Filed under: Classics, Drama, DVD Reviews


Bergman and Bogart: Casablanca

In the wake of one-too-many remakes, some of us here at Cinematical are feeling a little hurt, a little wounded, a little afraid. We're feeling like a little drastic, overly-protective cinephiliac action may soon be required. So we've put together a list of films, the remaking of which will activate a mass Cinematical suicide pact - or, at the very least, a mass Cinematical drinking-like-Hemingway-for-a-day-or-two pact. Well, okay, probably not even that - but we would get a little miffed. Read on for a defense.

What's fun about revisiting a film like Casablanca, is that (if you haven't seen it in a long while) you get to see it again as if new, but with that hint of familiarity that makes meeting up with an old friend so satisfying and yet so plagued with curiosity: what have they been up to?

Well, Ingrid Bergman is busy flapping her eyelashes over those smoky eyes of hers. She may be known for her "pure" persona—that of the Hollywood golden girl, but some of best performances came out of playing tragic figures, for instance, Casablanca's Lady of Hard Knocks, Ilsa. Considering Berman's mother died when she was 3, her father at 12, and her aunt (to whom she was passed off) a mere three months later, the poor girl didn't need any method acting: tragedy was built in.

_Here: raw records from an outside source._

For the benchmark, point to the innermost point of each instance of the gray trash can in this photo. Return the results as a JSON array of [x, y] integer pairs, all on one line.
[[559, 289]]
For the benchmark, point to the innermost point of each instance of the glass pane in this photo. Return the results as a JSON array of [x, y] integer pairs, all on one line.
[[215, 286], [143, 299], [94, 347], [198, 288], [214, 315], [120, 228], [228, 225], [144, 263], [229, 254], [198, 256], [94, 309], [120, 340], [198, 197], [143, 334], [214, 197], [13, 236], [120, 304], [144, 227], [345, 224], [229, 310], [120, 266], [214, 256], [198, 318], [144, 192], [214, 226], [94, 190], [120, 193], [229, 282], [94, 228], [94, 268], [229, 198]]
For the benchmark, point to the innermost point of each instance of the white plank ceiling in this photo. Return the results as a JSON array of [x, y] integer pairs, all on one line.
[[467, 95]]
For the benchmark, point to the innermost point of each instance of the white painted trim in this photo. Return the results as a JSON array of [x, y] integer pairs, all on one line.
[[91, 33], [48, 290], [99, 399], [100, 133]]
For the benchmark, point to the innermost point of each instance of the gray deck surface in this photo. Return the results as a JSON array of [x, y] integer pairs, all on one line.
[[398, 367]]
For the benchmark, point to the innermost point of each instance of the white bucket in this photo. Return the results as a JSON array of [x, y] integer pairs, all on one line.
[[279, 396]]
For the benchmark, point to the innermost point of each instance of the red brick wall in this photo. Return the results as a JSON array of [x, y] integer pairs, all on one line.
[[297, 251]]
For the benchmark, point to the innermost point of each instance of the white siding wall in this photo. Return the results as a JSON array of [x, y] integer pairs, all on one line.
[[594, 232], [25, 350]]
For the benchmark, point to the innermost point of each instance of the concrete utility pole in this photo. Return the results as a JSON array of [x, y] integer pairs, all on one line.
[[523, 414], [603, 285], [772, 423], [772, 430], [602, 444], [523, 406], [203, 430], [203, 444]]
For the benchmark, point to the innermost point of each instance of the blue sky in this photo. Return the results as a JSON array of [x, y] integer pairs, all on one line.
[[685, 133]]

Sufficed to say, any film featuring Humphrey Bogart and Bergman is a great film, and Casablanca is a truly great film. Released in 1942, at the height of the war and the beginning of America's involvement in it, Casablanca is about subtle manipulation, of men and mind. Image takes second stage to the quick, double-entendre dialogue, so much so that (at least for me) there are few memorable visuals, but entire chapters of memorized lines that, from the film's inception, became absorbed directly into the collective conscious. Watching the film again is like reading a historical narrative of the English language. Besides the obvious "of all the gin joints..." or "here's looking at you, kid,"—which nearly everyone knows, but many don't know where they know it from—there's a myriad more: "What is your nationality?" "I'm a drunkard." Or how about "round up the usual suspects." Along with the mass of quotable material, there's the unusual clip of the film and it's subtle wit and ambiguous humanity which we're hardly used to in today's black and white, good and evil world.

So I'll say it again: If you haven't seen Casablanca in a long while, as I hadn't, it's worth picking up and suffering through the tears. Because what remains is an essential glimpse of what Philip Roth would call "The Human Stain."